Although the sturgeon lives in other rivers, the Delaware was its prime territory.

In one year - 1898 - New Jersey fishermen alone hauled in 5,060 sturgeons, quite a feat given that the adult fish can reach 14 feet and weight up to 800 pounds. The fishermen filled 1,067 kegs of caviar - valued then at more than $76,000.

And then the boom was over. The species collapsed because of overfishing. The river became too polluted. Dredging changed the river bottom and the tidal flows.

A Delaware River population that once boasted 180,000 females is now believed to be as little as 300.

The fish's biology has not helped it.

Although the species has survived about 75 million years and individuals can live for 50 years, females don't reach sexual maturity until they are 18 to 20 years old.

The fish spends most of its time in the ocean, but then comes into rivers to spawn. Specific conditions must be met: The water must be fresh, yet tidal, which occurs in the Delaware roughly between the Commodore Barry Bridge and Trenton.

The eggs are sticky when they are released, and they remain so for only half an hour. They sink to the bottom and need to settle onto a rocky substrate to survive.

The young stay in the river a few years, and then they follow their elders out to sea. Sturgeon tagged in the Delaware have been found from Florida to Canada.

As researchers began to pay more attention to the plight of the sturgeon, they worried that the fish were no longer breeding in the Delaware. This would all but surely spell their doom.

Then, in 2009, Delaware's Fisher was clearing a net of what he thought were white perch when he saw something odd. It was a sturgeon hatched that summer. That year, he and Kennett Square fisheries researcher Hal Brundage caught about 55.

The next year, nothing.

But in 2011 - a wet year, like 2009, with high river flows - they caught more.

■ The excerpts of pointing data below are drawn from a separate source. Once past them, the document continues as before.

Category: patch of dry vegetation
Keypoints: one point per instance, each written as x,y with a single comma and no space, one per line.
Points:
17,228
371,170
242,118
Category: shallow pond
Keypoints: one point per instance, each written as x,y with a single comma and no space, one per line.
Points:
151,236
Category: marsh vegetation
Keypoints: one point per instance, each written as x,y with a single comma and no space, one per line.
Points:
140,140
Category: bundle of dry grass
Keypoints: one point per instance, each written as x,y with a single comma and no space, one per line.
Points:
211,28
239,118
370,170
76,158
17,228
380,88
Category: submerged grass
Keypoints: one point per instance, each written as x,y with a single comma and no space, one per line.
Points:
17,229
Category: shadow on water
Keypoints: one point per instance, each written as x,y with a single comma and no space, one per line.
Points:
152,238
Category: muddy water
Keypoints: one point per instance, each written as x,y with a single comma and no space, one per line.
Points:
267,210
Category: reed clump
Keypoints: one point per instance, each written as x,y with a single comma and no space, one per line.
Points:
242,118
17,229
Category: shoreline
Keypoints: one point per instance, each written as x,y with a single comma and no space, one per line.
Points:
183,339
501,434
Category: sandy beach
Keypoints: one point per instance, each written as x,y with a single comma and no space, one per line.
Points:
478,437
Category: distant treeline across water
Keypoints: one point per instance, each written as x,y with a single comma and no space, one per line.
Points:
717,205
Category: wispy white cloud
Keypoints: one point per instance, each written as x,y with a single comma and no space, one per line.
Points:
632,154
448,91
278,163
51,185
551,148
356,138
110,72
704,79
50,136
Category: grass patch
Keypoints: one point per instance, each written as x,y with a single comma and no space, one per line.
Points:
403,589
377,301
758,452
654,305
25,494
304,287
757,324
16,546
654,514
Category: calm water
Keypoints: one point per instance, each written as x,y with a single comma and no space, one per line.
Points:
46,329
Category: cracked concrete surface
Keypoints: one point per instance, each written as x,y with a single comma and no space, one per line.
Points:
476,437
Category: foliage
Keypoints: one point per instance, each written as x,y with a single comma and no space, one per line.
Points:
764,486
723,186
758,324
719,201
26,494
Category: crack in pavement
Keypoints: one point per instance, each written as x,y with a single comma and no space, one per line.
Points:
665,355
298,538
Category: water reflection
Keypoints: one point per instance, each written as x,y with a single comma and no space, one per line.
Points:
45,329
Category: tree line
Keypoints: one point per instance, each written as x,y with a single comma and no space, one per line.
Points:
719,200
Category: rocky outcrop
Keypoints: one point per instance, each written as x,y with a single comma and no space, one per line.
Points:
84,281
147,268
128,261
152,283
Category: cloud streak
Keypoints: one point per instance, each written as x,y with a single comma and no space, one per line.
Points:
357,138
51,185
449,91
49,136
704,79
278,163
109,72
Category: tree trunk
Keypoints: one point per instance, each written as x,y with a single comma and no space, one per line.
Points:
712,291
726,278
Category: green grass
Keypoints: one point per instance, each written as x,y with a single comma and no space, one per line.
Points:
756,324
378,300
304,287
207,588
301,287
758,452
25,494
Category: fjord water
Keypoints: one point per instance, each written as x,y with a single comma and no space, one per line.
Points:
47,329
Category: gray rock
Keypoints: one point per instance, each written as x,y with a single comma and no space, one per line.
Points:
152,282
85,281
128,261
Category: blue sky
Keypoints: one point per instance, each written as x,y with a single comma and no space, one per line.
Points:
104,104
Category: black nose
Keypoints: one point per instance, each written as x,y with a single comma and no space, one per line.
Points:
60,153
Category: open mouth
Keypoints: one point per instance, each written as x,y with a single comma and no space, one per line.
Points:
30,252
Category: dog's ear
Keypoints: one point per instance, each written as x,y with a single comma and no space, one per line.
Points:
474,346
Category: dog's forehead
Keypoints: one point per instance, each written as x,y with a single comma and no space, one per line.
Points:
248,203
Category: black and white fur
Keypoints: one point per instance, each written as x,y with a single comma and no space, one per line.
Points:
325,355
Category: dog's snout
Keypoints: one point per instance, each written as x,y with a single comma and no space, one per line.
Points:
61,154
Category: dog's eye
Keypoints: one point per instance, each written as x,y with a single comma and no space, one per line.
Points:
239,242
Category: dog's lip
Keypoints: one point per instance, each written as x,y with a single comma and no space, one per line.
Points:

Fisher has been fitting juveniles with ultrasonic transmitters - each about as big as a large vitamin pill - and receivers have been mounted on Coast Guard buoys from above Trenton through the estuary and out into the ocean.

The catch of young gives scientists hope.

"I think we have to be optimistic," said Brundage, although he conceded that "it's really hard for me to make a reasoned comment on the prospects for the recovery of the species."

There are just too many unknowns, and the fish faces significant problems.

Scientists are hoping the listing will prompt the dedication of funds to research.

Not much is known about what the fish eat. Or where the young go and why.

"Sturgeon are tricky - they live on the bottom of a very murky estuary," said Danielle Kreeger, science director of the nonprofit Partnership for the Delaware Estuary, who called the fish "a signature species" for the river. "It's just difficult to put divers down there or do anything where you can study them.

"That's one of the reasons I'm excited about the potential listing," she said. "If nothing more, it should bring more attention to an understudied animal."